According to one survey, in mid 2018, there were an estimated 38 million Apple Pay users within the United States, and 215 million outside (5.5 times more!) Outside the US mobile payments are nearly 100% accepted by default but in the US the support is patchy and characterized by active intervention to deny.

I’ve used Apple Pay everywhere in Europe without friction. From vending machines to highway tolls to drive-throughs, public transit and parking meters. I can recall one failure to do so in the last six months (a state-owned gas station).

The same cannot be said of the US. Where at WalMart and Home Depot there is the capability of support but an incomprehensible refusal to do so. One rumor about why Home Depot denies it is because they were hacked once and are paranoid about any technology. Walmart may be spiteful due to margin/cost, valuing a few basis points over customer satisfaction, convenience, hygiene and employee productivity. These holdouts are the laggards. Perhaps there is some pride in denying their customers a basic convenience but there certainly isn’t profit in it.

It gets even weirder when it comes to banks. In the US almost all banks immediately supported Apple Pay as an extension of their bank cards. In Europe the banks became the holdouts, rolling out support slowly and perversely.

So when you consider the dependencies of Apple Pay:

  • Sufficient number of users with iPhones/Watches (check)
  • Support from Banks (great in US, spotty outside)
  • Willingness of retailers to accept (sluggish in US, perfect outside)
  • Availability of points-of-sale equipment (universal by now

It’s an impressive achievement.

My expectation six years ago was that Apple Pay would be a “$1 billion business” by 2020. This was based on a take rate of 15 basis points ($15/$10,000 in transactional value). Juniper Research, which regularly examines payment transaction markets, now expects that Apple will see global Apple Pay transactions of $686 billion by 2024.

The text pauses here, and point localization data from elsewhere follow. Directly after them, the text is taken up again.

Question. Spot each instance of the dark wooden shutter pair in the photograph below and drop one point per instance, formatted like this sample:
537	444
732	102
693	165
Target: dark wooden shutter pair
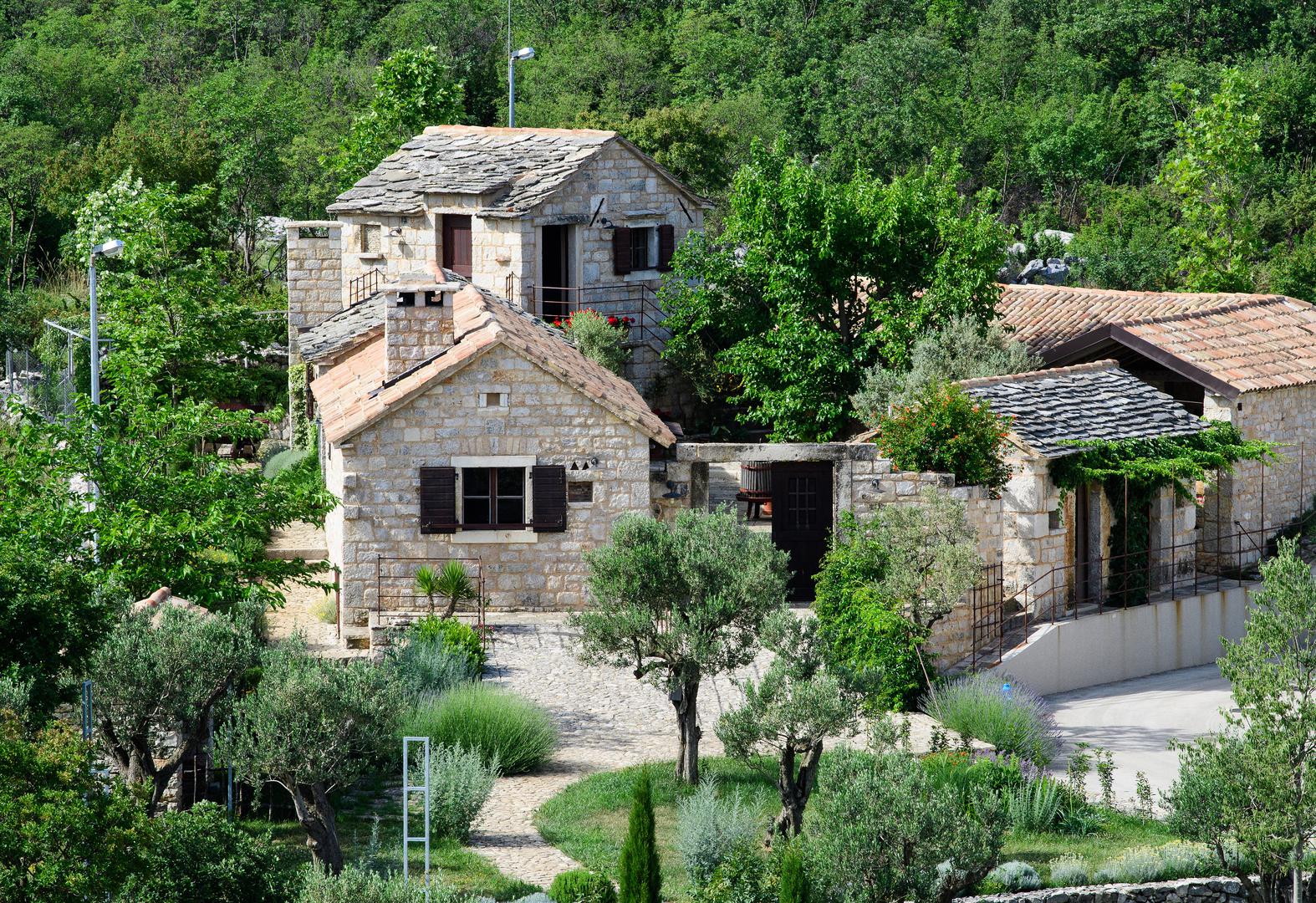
666	245
438	499
621	250
549	497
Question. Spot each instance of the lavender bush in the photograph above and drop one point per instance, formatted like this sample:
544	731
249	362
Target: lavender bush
994	710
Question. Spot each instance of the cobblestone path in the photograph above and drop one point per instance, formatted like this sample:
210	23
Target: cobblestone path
608	720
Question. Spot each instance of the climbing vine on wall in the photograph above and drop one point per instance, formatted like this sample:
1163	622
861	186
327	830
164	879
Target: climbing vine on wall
1134	470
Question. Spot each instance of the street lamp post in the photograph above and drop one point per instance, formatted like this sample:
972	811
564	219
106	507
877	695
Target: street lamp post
112	247
524	53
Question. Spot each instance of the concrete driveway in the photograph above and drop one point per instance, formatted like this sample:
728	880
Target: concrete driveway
1137	719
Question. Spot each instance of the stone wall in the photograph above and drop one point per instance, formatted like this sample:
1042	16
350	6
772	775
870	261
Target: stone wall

At that 15 basis point rate it amounts to $1.03 billion. Thus this particular research suggests that I was off by 4 years, making the $1 billion pay day a 10 year target rather than six.

But maybe that is no fault of Apple’s. The transaction volume is also equivalent to 52% of the proximity mobile payment market. Half the addressable payment market is a pretty good market share for a company holding 25% of the smartphone user base.